I should clarify: I do feel the adoption system in the United States failed my parents and my birthmother as well, and that the failure was systemic. The system functioned as designed, absolutely optimally. The system was designed to deny access to fundamental human rights.
posted by mwhybark at 11:44 AM on December 3, 2014 [4 favorites]


There is definitely a push to say that poor families don't treasure and love their children as much. Money, race and class can insulate you from the consequences of bad parenting hugely.

I spent yesterday talking to a woman about an unplanned pregnancy, refusing to give an opinion on what she should choose - abortion, adoption or single parenting, because it has to be her choice, but she has about a dozen people pushing her hard to choose what they've decided is the right choice for her. In the adoptions I've been personally involved in as a support person to someone in the triad, it's been a tidal wave of pressure on the parents to do what is socially convenient for everyone else, and a huge emphasis in my experience on material lifestyle with this idea that a baby is a tabula rasa.

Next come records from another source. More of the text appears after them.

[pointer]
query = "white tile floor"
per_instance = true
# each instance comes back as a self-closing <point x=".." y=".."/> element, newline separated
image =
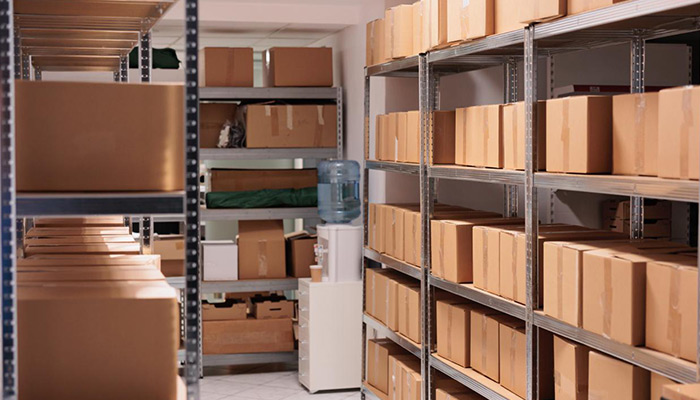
<point x="271" y="382"/>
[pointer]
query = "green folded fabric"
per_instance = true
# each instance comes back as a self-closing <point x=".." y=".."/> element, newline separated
<point x="268" y="198"/>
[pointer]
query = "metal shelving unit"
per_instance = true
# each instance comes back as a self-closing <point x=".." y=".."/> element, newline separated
<point x="632" y="22"/>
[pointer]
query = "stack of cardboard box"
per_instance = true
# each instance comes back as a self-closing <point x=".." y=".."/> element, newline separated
<point x="106" y="318"/>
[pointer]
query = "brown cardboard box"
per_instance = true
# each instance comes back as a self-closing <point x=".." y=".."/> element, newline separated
<point x="378" y="353"/>
<point x="679" y="150"/>
<point x="480" y="19"/>
<point x="579" y="6"/>
<point x="657" y="384"/>
<point x="212" y="117"/>
<point x="300" y="254"/>
<point x="484" y="137"/>
<point x="635" y="134"/>
<point x="610" y="379"/>
<point x="226" y="66"/>
<point x="541" y="10"/>
<point x="671" y="313"/>
<point x="507" y="16"/>
<point x="96" y="359"/>
<point x="452" y="250"/>
<point x="402" y="31"/>
<point x="570" y="370"/>
<point x="241" y="180"/>
<point x="94" y="135"/>
<point x="579" y="134"/>
<point x="231" y="310"/>
<point x="514" y="136"/>
<point x="298" y="67"/>
<point x="443" y="140"/>
<point x="247" y="336"/>
<point x="261" y="252"/>
<point x="270" y="126"/>
<point x="513" y="357"/>
<point x="485" y="342"/>
<point x="614" y="310"/>
<point x="453" y="331"/>
<point x="409" y="311"/>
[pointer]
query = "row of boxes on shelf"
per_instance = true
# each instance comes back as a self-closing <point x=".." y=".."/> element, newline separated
<point x="261" y="251"/>
<point x="582" y="134"/>
<point x="408" y="30"/>
<point x="228" y="328"/>
<point x="282" y="67"/>
<point x="101" y="312"/>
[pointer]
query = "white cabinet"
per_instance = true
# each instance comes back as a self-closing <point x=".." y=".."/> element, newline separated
<point x="330" y="335"/>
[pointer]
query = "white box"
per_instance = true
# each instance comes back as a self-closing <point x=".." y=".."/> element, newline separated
<point x="219" y="260"/>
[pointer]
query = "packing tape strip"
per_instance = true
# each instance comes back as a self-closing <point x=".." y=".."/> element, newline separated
<point x="675" y="318"/>
<point x="606" y="298"/>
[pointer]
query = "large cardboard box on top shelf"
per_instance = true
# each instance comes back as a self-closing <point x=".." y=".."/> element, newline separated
<point x="274" y="126"/>
<point x="235" y="180"/>
<point x="226" y="66"/>
<point x="261" y="252"/>
<point x="579" y="134"/>
<point x="96" y="359"/>
<point x="247" y="336"/>
<point x="609" y="378"/>
<point x="298" y="67"/>
<point x="95" y="135"/>
<point x="679" y="149"/>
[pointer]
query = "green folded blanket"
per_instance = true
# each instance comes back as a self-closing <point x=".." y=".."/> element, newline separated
<point x="268" y="198"/>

Fosterhood had a post recently about her daughter's adoption, where she describes the day her daughter's parents surrendered their legal rights, and it's just - I was in tears reading it because I know so many families who have lost their kids who were never given the chance of answering those questions, where that kind of legal and social support didn't exist at all.
posted by viggorlijah at 4:56 AM on December 4, 2014 [3 favorites]

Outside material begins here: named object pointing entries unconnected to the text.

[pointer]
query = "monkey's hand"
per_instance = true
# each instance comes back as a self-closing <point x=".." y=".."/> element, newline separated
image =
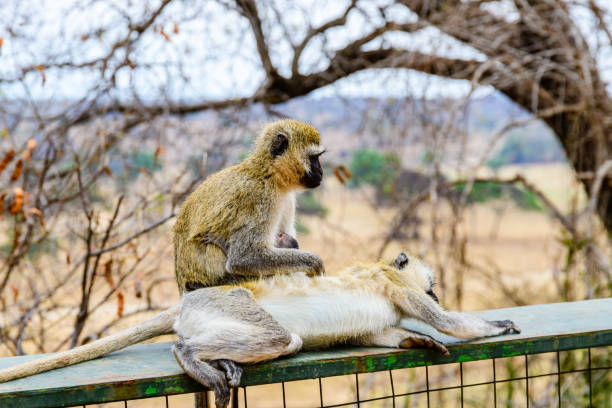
<point x="508" y="326"/>
<point x="315" y="264"/>
<point x="284" y="240"/>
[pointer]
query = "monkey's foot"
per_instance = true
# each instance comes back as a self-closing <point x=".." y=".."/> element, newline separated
<point x="423" y="340"/>
<point x="203" y="372"/>
<point x="233" y="371"/>
<point x="507" y="325"/>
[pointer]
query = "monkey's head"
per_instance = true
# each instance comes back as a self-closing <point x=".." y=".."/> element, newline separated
<point x="416" y="271"/>
<point x="293" y="149"/>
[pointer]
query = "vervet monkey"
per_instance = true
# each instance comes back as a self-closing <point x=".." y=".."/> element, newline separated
<point x="239" y="224"/>
<point x="362" y="305"/>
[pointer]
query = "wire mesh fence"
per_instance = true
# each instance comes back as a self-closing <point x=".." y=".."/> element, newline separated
<point x="574" y="378"/>
<point x="562" y="358"/>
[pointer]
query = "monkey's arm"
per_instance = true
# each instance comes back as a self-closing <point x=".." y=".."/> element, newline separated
<point x="248" y="258"/>
<point x="415" y="304"/>
<point x="287" y="221"/>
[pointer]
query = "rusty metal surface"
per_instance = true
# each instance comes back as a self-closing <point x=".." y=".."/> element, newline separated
<point x="150" y="370"/>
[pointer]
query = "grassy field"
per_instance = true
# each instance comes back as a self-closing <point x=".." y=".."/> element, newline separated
<point x="510" y="249"/>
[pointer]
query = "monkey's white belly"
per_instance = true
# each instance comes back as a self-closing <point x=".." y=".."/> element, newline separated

I'll just reiterate what I said in the 2011 post: The right thing for the Monahans to do after finding out their adoptive daughter was kidnapped from her birth parents would have been to return her to Guatemala. That the Monahans have simply stuck their fingers in their ears and ignored that they essentially helped kidnap a child is simply unconscionable; I can't imagine the lack of empathy. Nothing would have prevented them staying involved with her life from that point on except the will of the birth parents and, while I'm no expert, returning someone's kidnapped child to them seems like it would garner a lot of goodwill.

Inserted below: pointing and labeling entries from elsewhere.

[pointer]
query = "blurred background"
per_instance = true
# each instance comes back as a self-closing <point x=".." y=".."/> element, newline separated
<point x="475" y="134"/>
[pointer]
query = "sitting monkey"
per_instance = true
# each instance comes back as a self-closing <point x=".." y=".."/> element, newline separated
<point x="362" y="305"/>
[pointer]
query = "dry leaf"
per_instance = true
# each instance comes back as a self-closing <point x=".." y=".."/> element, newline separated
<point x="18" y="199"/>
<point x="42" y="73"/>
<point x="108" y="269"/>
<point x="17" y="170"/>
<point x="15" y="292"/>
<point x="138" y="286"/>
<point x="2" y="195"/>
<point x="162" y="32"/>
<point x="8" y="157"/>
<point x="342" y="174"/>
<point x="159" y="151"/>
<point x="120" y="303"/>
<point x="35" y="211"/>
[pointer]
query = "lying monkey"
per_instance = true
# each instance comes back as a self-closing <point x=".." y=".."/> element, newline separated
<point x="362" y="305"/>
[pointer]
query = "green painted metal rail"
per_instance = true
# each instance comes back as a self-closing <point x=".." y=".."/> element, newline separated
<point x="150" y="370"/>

They could have even helped out financially, since that seems to be point of much hand-wringing. A friend of mine was actually doing thesis work in Guatemala around the same time the Monahans were doing the adoption. Since she was tracking monkeys, she was out in the incredibly poor countryside. She got a to be friendly with the local kids, so you know what she did when she left? First, she didn't fucking kidnap any of them. Second, she got back to the States and held fundraisers to send them clothes and school supplies and other little sundries.
posted by Panjandrum at 12:35 PM on December 4, 2014


mwhybark, you're conflating two things: the desire on the part of adoptive patents that an adoption not be disrupted, and erasure of birth family information. As is true with many adoptions, we had an agreement with our son's birthmother about sharing information. We also reached out to the birthfather after the custody dispute was settled. Sympathizing with adoptive parents who don't want to risk losing a child is not the same thing as saying that first families and cultures don't matter. I hope I don't "grow out of" the sympathy I feel for all of the people involved in adoption: birth families, adoptees, biological and adoptive siblings, and adoptive parents. It's a very flawed system, and even when it works as well as it can, there's loss at the heart of it.
posted by not that girl at 6:31 PM on December 9, 2014 [1 favorite]


Thanks for following up, not that girl. I have other thoughts I'd like to share with you that might be valuable (or challenging, or both) and I'll go to MeMail, since I was somewhat derailly here and didn't really see that for a day or two.